March 2, 2013 is National Banana Cream Pie Day–and if we were really cool moms, we’d be hosting a pie-throwing contest. Frankly, we’re just not up to that challenge in the Cleaning department. Besides, we’d hate to waste a Banana Cream Pie. There’s nothing quite like the sweetness of ripe bananas swimming in a thick custard, topped with whipped cream. It’s a match made in heaven, wouldn’t you say? Now try this recipe from Food.com and make yourself a good old-fashioned banana cream pie! This is the way banana cream pies were made back before Cool Whip and instant pudding, so brace yourself –you may never “cheat” at making banana cream pie again! [photo via food.com]
9 inches pie shells, baked
3 cups whole milk
3/4 cup white sugar
1/3 cup all-purpose flour
1/4 teaspoon salt
3 egg yolks, slightly beaten
2 tablespoons butter
1 teaspoon vanilla
Have baked 9-inch pie shell ready.
In a large saucepan, scald the milk.
In another saucepan, combine the sugar, flour and salt; gradually stir in the scalded milk.

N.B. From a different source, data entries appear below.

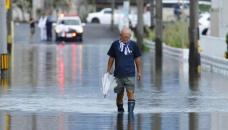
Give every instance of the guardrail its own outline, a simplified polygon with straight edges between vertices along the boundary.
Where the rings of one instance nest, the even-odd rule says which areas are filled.
[[[155,43],[149,40],[144,40],[151,51],[155,51]],[[163,43],[163,53],[182,59],[184,62],[188,61],[189,49],[181,49],[167,46]],[[228,59],[201,55],[201,68],[207,71],[228,75]]]

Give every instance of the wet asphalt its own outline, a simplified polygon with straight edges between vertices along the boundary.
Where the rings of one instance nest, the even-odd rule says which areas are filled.
[[[227,76],[144,52],[134,114],[117,113],[115,94],[101,93],[106,55],[118,32],[88,24],[83,42],[41,42],[15,25],[8,84],[0,87],[0,130],[226,130]],[[23,30],[23,31],[22,31]],[[127,97],[124,97],[127,110]]]

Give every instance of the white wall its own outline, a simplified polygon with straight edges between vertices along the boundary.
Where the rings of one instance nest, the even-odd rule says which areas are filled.
[[[200,48],[202,54],[223,58],[227,47],[225,38],[202,36]]]

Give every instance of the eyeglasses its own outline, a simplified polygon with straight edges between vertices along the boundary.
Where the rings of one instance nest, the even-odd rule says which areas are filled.
[[[121,36],[122,39],[130,39],[131,36]]]

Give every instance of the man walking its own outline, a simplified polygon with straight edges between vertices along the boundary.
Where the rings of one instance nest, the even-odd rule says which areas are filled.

Over medium heat, stirring constantly, cook until thickened.
Cover and, stirring occasionally, cook for two minutes longer.
In a small bowl, have the 3 egg yolks, slightly beaten, ready; stir a small amount of the hot mixture into beaten yolks; when thoroughly combined, stir yolks into hot mixture.
Cook for one minute longer, stirring constantly.
Remove from heat and blend in the butter and vanilla.
Let sit until lukewarm.
When ready to pour, slice bananas and scatter in pie shell; pour warm mixture over bananas.
If desired, make a meringue (you’ll have 3 leftover egg whites) to top the pie, or just let the pie cool until serving.
The fun part of this pie recipe is its versatility. If you leave out the bananas, you simply have a vanilla cream pie. Add a cup of shredded coconut to the milk as it is heating and you’ll have a coconut cream pie! If you have a large family, or don’t like to share, you may want to make two pies because this serves eight.